Озеро чудесное. Сейчас, правда, сухо, далеко ушло, до глубины, наверное, километра два надо шагать. Во всяком случае, я так и не дошла. А купаемся в канале, для лодок прорытом. Да и его замывает. Вода мягкая и теплая. Ко мне тут сестренка Ирина приехала, так мы с ней по четыре раза купаемся. Стоит и пожинает плоды моей плавательной славы. Выпускает меня, как дрессировщица любимого тигра. «Ленка, а ну-ка пронырни!» Я набираю воздух в свои шестилитровые легкие и ныряю.

Устроились прекрасно. Уехала одна учительница, и мы получили собственную квартиру, правда, с одной кроватью.
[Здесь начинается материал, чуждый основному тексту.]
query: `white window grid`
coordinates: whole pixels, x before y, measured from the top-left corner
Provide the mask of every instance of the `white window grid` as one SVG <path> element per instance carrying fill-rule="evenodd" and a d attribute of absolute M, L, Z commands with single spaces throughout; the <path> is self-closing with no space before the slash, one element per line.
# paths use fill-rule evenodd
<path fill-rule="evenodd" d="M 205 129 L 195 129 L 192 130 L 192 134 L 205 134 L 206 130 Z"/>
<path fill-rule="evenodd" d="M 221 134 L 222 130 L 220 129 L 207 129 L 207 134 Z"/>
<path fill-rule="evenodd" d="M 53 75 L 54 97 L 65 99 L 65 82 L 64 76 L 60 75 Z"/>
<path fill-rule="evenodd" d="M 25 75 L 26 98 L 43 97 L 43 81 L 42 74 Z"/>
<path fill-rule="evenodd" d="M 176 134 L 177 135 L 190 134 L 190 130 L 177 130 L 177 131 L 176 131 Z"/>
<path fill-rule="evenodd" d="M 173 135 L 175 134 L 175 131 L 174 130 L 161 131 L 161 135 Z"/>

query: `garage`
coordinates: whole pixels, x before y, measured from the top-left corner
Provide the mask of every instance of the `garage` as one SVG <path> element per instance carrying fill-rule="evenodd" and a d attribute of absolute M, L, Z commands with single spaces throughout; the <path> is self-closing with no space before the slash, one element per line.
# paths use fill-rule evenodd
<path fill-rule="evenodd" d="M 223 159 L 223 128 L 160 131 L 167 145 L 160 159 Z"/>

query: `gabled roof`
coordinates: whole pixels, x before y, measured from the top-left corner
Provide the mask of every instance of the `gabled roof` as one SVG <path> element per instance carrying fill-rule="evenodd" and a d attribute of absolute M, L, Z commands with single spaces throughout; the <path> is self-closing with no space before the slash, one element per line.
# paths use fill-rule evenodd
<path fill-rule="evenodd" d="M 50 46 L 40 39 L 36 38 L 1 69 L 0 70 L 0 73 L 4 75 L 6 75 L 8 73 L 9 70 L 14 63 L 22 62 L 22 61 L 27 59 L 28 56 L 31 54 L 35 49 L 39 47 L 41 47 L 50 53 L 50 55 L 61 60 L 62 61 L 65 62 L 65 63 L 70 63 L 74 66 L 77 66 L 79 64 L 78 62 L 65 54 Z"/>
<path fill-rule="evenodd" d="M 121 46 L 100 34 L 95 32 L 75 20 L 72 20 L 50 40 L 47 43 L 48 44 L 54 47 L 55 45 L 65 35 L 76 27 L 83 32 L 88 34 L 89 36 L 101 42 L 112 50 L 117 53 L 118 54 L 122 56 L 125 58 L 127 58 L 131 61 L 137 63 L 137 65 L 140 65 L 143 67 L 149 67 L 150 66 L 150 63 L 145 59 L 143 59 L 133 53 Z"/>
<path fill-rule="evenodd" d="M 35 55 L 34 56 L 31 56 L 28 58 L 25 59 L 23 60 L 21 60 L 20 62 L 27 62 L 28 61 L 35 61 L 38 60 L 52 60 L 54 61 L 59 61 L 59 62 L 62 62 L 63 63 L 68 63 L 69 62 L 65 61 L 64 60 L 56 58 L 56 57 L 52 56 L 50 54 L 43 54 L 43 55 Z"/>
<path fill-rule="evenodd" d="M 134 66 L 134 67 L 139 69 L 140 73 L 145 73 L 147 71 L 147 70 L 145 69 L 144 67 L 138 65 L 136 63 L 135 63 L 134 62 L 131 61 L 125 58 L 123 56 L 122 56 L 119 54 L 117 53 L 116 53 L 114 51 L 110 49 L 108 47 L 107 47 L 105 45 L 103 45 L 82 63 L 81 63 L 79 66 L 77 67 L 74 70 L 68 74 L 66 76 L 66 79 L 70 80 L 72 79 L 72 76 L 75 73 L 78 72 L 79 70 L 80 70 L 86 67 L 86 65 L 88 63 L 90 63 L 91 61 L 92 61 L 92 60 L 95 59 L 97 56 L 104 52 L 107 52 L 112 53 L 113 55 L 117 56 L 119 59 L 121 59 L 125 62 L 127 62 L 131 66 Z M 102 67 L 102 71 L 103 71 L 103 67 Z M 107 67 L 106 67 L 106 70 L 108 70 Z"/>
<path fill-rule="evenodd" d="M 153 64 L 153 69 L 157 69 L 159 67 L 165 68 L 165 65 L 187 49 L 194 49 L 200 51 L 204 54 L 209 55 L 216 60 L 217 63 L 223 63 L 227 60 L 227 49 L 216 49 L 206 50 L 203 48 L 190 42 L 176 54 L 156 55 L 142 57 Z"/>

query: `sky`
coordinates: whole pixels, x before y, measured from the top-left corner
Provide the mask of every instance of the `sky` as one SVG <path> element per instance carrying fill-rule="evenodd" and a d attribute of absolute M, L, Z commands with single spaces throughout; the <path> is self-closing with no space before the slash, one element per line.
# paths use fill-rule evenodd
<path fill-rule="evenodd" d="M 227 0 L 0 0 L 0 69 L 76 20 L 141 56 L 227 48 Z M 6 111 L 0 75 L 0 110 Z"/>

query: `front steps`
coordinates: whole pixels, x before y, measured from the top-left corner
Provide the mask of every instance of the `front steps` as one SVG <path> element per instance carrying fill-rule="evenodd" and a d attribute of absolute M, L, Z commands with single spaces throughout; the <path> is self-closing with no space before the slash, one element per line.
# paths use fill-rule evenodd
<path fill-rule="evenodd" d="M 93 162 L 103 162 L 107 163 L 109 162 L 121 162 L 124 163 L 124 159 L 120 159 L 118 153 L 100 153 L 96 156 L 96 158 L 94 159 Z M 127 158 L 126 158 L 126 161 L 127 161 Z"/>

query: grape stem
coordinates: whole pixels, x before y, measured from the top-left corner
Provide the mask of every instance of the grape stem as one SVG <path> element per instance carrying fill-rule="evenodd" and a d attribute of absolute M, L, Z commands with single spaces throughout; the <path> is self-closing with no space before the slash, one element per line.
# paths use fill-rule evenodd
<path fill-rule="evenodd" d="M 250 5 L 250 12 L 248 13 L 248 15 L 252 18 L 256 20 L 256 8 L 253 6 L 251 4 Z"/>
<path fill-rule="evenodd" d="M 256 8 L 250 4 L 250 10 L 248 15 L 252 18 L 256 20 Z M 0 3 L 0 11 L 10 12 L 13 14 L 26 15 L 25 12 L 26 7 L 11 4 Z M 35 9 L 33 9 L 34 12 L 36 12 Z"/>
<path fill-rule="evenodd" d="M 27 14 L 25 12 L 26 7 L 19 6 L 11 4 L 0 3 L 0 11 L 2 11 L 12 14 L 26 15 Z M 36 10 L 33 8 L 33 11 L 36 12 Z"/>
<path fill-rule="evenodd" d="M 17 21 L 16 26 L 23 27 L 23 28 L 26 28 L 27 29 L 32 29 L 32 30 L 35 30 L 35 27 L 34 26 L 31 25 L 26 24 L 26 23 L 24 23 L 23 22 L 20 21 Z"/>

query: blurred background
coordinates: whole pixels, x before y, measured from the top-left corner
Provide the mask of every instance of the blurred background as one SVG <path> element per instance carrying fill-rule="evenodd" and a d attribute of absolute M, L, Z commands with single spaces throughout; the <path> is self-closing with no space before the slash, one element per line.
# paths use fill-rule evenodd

Двое у нас спят на сеновале, на свежем, пахучем сене. Бессменно Иришка и мы с Тийной[1775] по очереди. За стенкой – наши попечители – семья учительницы Островской. Они не местные, но уже прижились, луком торгуют, рыбу ловят, а она учительствует. Однако про местных говорят: они. Муж ужасный остряк. Из тех, кто не словом, а поведением, усмешкой острит. И пересказать нельзя. Но не балагур. Потоньше. Говорит: вон – парень пришел в парикмахерскую в Тарту. Ему: «Ну у тебя и шея!» А он с гордостью: «Мясо ем!» – «Не мясо, а мыть надо!»
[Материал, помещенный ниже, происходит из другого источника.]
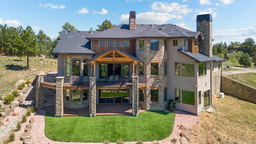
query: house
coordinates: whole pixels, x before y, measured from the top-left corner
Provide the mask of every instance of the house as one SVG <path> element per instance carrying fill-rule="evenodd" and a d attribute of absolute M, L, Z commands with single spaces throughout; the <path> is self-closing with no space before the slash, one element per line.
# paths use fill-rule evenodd
<path fill-rule="evenodd" d="M 89 107 L 94 116 L 98 105 L 108 104 L 132 104 L 136 116 L 139 108 L 165 109 L 168 99 L 198 115 L 220 92 L 225 60 L 212 54 L 212 21 L 210 14 L 197 16 L 197 31 L 191 32 L 172 24 L 136 24 L 131 11 L 129 24 L 63 31 L 52 52 L 58 77 L 37 74 L 36 107 L 43 106 L 46 87 L 56 90 L 56 116 L 64 107 Z"/>

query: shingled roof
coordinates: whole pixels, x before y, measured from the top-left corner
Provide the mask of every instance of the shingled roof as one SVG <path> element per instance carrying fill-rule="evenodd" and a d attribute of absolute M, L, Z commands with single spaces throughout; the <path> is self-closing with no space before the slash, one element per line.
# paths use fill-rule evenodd
<path fill-rule="evenodd" d="M 93 33 L 98 32 L 93 32 Z M 91 50 L 90 41 L 86 39 L 92 35 L 89 31 L 67 31 L 63 30 L 58 37 L 60 40 L 52 51 L 53 54 L 95 54 Z"/>

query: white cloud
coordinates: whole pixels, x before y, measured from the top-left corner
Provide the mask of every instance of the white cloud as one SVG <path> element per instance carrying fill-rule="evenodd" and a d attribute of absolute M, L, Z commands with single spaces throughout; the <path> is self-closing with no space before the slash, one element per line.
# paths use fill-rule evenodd
<path fill-rule="evenodd" d="M 93 12 L 93 13 L 95 14 L 99 14 L 104 15 L 107 14 L 108 12 L 108 10 L 105 8 L 102 8 L 102 9 L 101 9 L 101 12 L 97 12 L 96 10 L 94 10 Z"/>
<path fill-rule="evenodd" d="M 207 8 L 202 10 L 196 10 L 196 12 L 197 14 L 194 15 L 194 16 L 191 18 L 192 20 L 196 20 L 196 16 L 198 15 L 210 14 L 212 14 L 212 18 L 217 18 L 217 15 L 218 14 L 217 12 L 214 12 L 213 10 L 211 8 Z"/>
<path fill-rule="evenodd" d="M 64 9 L 66 7 L 65 6 L 63 6 L 62 5 L 58 5 L 56 4 L 54 6 L 52 4 L 38 4 L 38 6 L 42 6 L 44 8 L 47 8 L 48 6 L 50 6 L 52 9 Z"/>
<path fill-rule="evenodd" d="M 77 11 L 77 12 L 81 14 L 84 14 L 85 13 L 88 13 L 89 10 L 86 8 L 82 8 L 81 10 Z"/>
<path fill-rule="evenodd" d="M 34 30 L 42 30 L 42 29 L 39 26 L 31 26 L 31 28 Z"/>
<path fill-rule="evenodd" d="M 214 43 L 221 42 L 228 43 L 231 41 L 242 42 L 248 38 L 256 40 L 256 26 L 237 29 L 215 30 L 212 32 L 212 37 L 215 40 Z"/>
<path fill-rule="evenodd" d="M 191 28 L 190 28 L 186 24 L 184 24 L 184 23 L 177 23 L 177 24 L 175 24 L 177 26 L 178 26 L 179 27 L 182 27 L 182 28 L 185 28 L 187 30 L 190 30 L 192 29 Z"/>
<path fill-rule="evenodd" d="M 200 0 L 199 1 L 199 3 L 202 5 L 210 5 L 212 4 L 210 0 Z"/>
<path fill-rule="evenodd" d="M 220 0 L 224 4 L 230 4 L 234 2 L 234 0 Z"/>
<path fill-rule="evenodd" d="M 17 20 L 10 20 L 5 21 L 3 21 L 3 20 L 2 18 L 0 18 L 0 24 L 3 25 L 6 24 L 8 27 L 18 27 L 21 25 L 21 22 L 18 21 Z"/>
<path fill-rule="evenodd" d="M 168 4 L 166 2 L 155 2 L 150 6 L 153 10 L 165 12 L 172 12 L 173 14 L 186 14 L 192 12 L 192 10 L 187 8 L 187 5 L 180 5 L 177 2 Z"/>
<path fill-rule="evenodd" d="M 121 23 L 129 23 L 129 14 L 123 14 L 119 18 Z M 136 23 L 138 24 L 160 24 L 173 18 L 181 18 L 175 14 L 167 12 L 148 12 L 136 15 Z"/>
Они нас тут приютили, все показывают, всему учат. Очень приветливы. И дети у них славные. Школа тут восьмилетняя и эстонский комплект – четыре класса. Очень трудно с языком. Тысячу раз поправишь, а они на тысячу первый опять: йон, йены. А то еще, как замаливают грехи, так не ходят в школу. Пришлось учительнице пойти к батюшке. Договорились: уж замаливать пусть замаливают, но только чтоб не в учебное время. На том и поладили.

Поразило громадное количество дебильных детей. В одном классе шесть человек. А во всей школе на 170 учеников – 17 дебильных. Пьют здесь много и родственные крови смешали. Вот и получается такое.